Ela pode ser uma farmácia viva. Mas está cercada de extinções por todos os lados. E Brandão, que lhe deu um nome tirado de ninfas mitológicas, tentou na ocasião extrair outros dividendos da Phyllomedusa oreades, na forma de um antídoto contra a destruição do Cerrado, onde o país não sabe o que está perdendo. Para o biólogo, batizar uma espécie desconhecida não chega a ser uma façanha prodigiosa nessa paisagem exuberante e pouco estudada. Tão mal estudada, por sinal, que só no Distrito Federal há oito anuros atualmente na fila da classificação científica. Proeza histórica, segundo Brandão, é o país derrubar todo dia nove mil hectares de mata nessa terra ainda ignota. Ele diz isso com a autoridade de “candango da gema”, criado em Brasília. E de pesquisador que está registrando este ano mais um sapo cururu e um lagarto que mimetiza escorpiões. Mas sua campanha não pegou. E os brasileiros voltaram a exercer em santa paz o seu direito de nem ouvir falar em Reuber Brandão.
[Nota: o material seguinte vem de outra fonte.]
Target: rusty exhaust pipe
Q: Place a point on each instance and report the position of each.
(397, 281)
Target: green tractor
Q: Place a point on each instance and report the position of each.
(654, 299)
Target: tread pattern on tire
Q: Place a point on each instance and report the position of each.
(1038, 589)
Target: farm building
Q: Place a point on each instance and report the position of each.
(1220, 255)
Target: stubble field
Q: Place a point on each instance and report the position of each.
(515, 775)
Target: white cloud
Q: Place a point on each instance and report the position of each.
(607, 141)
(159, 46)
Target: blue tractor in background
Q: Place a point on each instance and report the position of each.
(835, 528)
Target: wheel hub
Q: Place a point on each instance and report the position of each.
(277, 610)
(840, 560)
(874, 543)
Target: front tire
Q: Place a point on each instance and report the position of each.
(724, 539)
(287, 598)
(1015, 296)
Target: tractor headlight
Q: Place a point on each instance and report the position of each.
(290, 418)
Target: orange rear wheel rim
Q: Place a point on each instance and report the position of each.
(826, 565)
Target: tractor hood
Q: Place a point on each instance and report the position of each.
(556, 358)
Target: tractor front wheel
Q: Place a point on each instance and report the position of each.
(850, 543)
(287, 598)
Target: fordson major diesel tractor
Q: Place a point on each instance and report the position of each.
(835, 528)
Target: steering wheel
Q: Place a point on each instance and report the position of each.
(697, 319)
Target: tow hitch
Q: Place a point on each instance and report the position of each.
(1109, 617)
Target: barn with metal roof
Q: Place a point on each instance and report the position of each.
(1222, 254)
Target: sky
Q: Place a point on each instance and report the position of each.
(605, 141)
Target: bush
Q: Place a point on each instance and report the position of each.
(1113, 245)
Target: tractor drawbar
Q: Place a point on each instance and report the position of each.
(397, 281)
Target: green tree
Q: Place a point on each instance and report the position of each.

Pena, porque ele poderia ser um santo remédio contra a crise geral de alergia ao governo que assola o país. Brandão, doutor em Ecologia para Universidade de Brasília, é analista ambiental do Ibama. Chegou lá por concurso em 2002. Sem deixar de ser pesquisador, queria pôr as mãos na massa, trabalhando concretamente para a conservação da natureza. “Para isso a sociedade investiu em mim”, argumenta.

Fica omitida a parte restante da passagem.